[MLton-devel] A CM replacement for MLton

Wed, 9 Jul 2003 18:24:55 -0700

I've done some research and some thinking about a system for MLton to
do programming in the large and to replace CM, and think I have a
simple, yet powerful, approach.  The timetable I have in mind is to
implement this (or whatever we come up with after discussion) after
the release this week but before the next release, hopefully in
conjunction with the new front end.  Then, we'll leave CM support in
for a while, but eventually drop it in six months to a year.

Comments appreciated.

--------------------------------------------------------------------------------
Introduction
--------------------------------------------------------------------------------

Here are the systems I looked at:

	SML/NJ's CM [7,8,9]
	ML Kit's Projects [1]
	Moscow ML's mosmake [2] and mosmldep [3]
	OCaml's ocamldep [4]
	Poly/ML's Make System [5]
	Portable library descriptions [6]

There is one system that I wanted to study but didn't -- I recall an
email sent to sml-implementers some time back from some people at CMU
describing some attempt to specify dependencies and handle separate
compilation.  I couldn't find it, but would be interested to look at
it again if someone digs it up.

Now for a brief overview of each system.

A CM group file specifies an unordered list of other group files and
SML files, and an export filter.  CM infers an order on the SML files
in a program.  An export filter describes the modules exported from a
group file and hides all other modules.

An ML Kit Project (.pm) file specifies a list of imports, which are
other .pm files, and a body, which is a sequence of SML files.  The
meaning is pretty clear: a .pm file denotes the basis computed by
first making available everything defined in the imports and then
elaborating the SML files in sequence starting in that basis.  The
body can also include "local" declarations for name hiding.

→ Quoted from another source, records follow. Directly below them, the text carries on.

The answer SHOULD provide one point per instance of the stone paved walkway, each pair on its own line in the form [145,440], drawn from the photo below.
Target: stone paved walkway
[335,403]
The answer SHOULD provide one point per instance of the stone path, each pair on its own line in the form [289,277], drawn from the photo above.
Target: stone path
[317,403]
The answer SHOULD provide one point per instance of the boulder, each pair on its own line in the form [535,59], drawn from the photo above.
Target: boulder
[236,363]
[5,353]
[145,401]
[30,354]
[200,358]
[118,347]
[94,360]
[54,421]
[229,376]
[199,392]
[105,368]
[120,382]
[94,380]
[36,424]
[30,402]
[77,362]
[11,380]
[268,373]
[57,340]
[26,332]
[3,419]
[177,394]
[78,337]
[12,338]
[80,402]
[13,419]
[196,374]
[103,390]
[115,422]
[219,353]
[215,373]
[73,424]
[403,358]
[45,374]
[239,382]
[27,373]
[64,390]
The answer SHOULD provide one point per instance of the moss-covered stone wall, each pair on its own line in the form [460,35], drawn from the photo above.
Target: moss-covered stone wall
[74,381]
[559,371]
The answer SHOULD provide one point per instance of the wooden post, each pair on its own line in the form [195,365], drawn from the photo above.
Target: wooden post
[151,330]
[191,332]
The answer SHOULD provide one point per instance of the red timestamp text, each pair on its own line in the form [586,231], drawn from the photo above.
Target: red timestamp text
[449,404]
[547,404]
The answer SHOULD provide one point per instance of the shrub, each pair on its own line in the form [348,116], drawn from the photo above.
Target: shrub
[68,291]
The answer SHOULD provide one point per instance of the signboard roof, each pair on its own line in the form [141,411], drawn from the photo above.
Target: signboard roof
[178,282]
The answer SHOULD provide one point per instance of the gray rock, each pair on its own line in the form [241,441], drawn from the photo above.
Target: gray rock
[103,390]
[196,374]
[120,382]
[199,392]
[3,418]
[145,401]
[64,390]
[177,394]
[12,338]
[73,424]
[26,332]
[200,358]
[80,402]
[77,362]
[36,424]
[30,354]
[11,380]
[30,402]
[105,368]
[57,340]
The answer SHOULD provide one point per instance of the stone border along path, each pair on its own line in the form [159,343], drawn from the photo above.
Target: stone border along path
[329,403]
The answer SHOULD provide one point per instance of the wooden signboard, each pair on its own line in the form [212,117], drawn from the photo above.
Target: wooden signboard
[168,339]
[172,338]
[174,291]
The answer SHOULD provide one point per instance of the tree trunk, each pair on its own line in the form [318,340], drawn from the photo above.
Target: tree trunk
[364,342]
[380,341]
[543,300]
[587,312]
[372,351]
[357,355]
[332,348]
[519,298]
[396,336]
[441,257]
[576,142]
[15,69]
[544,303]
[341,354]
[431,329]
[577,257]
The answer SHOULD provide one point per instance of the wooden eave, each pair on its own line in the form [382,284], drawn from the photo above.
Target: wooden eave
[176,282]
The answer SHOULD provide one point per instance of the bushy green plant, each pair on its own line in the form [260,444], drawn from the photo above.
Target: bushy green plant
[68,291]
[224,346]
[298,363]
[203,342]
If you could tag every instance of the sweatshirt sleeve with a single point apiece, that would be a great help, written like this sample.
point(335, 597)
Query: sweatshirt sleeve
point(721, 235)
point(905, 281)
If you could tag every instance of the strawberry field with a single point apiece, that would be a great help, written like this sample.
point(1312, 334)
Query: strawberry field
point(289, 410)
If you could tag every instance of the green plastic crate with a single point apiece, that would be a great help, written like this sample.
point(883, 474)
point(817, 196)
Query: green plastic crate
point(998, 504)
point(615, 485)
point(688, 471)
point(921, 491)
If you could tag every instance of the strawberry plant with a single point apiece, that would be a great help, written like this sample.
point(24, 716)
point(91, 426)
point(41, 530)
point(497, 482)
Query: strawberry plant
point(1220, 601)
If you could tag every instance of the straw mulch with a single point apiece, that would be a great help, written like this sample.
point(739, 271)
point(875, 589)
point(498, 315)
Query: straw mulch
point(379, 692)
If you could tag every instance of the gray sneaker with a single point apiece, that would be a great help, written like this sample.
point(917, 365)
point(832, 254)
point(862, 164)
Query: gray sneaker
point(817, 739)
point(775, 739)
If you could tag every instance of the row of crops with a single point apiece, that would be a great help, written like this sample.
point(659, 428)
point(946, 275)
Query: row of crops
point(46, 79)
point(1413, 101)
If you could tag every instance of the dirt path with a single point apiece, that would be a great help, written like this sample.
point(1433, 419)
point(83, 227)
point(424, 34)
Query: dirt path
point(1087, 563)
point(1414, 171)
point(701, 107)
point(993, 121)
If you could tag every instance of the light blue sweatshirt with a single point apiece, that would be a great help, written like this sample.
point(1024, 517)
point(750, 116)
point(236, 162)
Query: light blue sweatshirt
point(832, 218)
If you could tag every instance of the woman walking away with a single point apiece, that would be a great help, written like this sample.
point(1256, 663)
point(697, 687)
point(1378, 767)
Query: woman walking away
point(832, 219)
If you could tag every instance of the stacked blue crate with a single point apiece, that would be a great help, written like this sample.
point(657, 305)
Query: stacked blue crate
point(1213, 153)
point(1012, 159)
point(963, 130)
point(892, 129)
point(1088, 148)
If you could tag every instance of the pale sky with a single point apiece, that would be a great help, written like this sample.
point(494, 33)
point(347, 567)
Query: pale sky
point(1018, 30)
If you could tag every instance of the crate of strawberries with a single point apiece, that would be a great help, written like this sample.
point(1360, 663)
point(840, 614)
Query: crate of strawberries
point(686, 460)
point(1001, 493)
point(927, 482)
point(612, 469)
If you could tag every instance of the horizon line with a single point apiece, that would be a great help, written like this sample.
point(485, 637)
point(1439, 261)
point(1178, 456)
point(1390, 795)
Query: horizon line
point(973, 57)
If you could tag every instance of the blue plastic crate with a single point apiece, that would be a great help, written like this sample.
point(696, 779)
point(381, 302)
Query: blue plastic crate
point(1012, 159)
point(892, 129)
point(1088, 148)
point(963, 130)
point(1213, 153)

mosmldep is a very simple tool that produces makefile dependencies.
It has two modes of operation.  In the first mode, it takes a an
ordered list of Moscow ML files and produces a simple makefile in
which each file depends on all the previous ones in the list.  In the
second mode, it processes all the Moscow ML files in the directory and
infers accurate dependencies.  However, it only works for a very
restricted subset of SML.

mosmake was built by a dissatisfied user of mosmldep.  With it, the
user explicitly writes down the dependencies between SML files in a
terse format.  mosmake then creates the makefile that will make the
appropriate calls to mosmlc to rebuild the project and do cutoff
recompilation.

ocamldep is like mosmldep in that it takes a list of source files and
produces makefile dependencies.  It works on the full OCaml language,
and presumably produces accurate results.  It also assumes a
connection between structure names and the files that define them.

Poly/ML's make system is very simple.  You can call PolyML.make with a
structure name and PolyML will recompile the files needed to rebuild
that structure.  PolyML will compute the dependencies based on free
references and assumes a convention for naming files that define the
free references.

Portable library descriptions are an attempt at a common interchange
format between SML implementations to describe collections of modules.
They provide a simple language for describing def-use graphs for
modules imported and exported by files.  There are is also mechanism
for hiding modules.

In summary, here are the various design choices.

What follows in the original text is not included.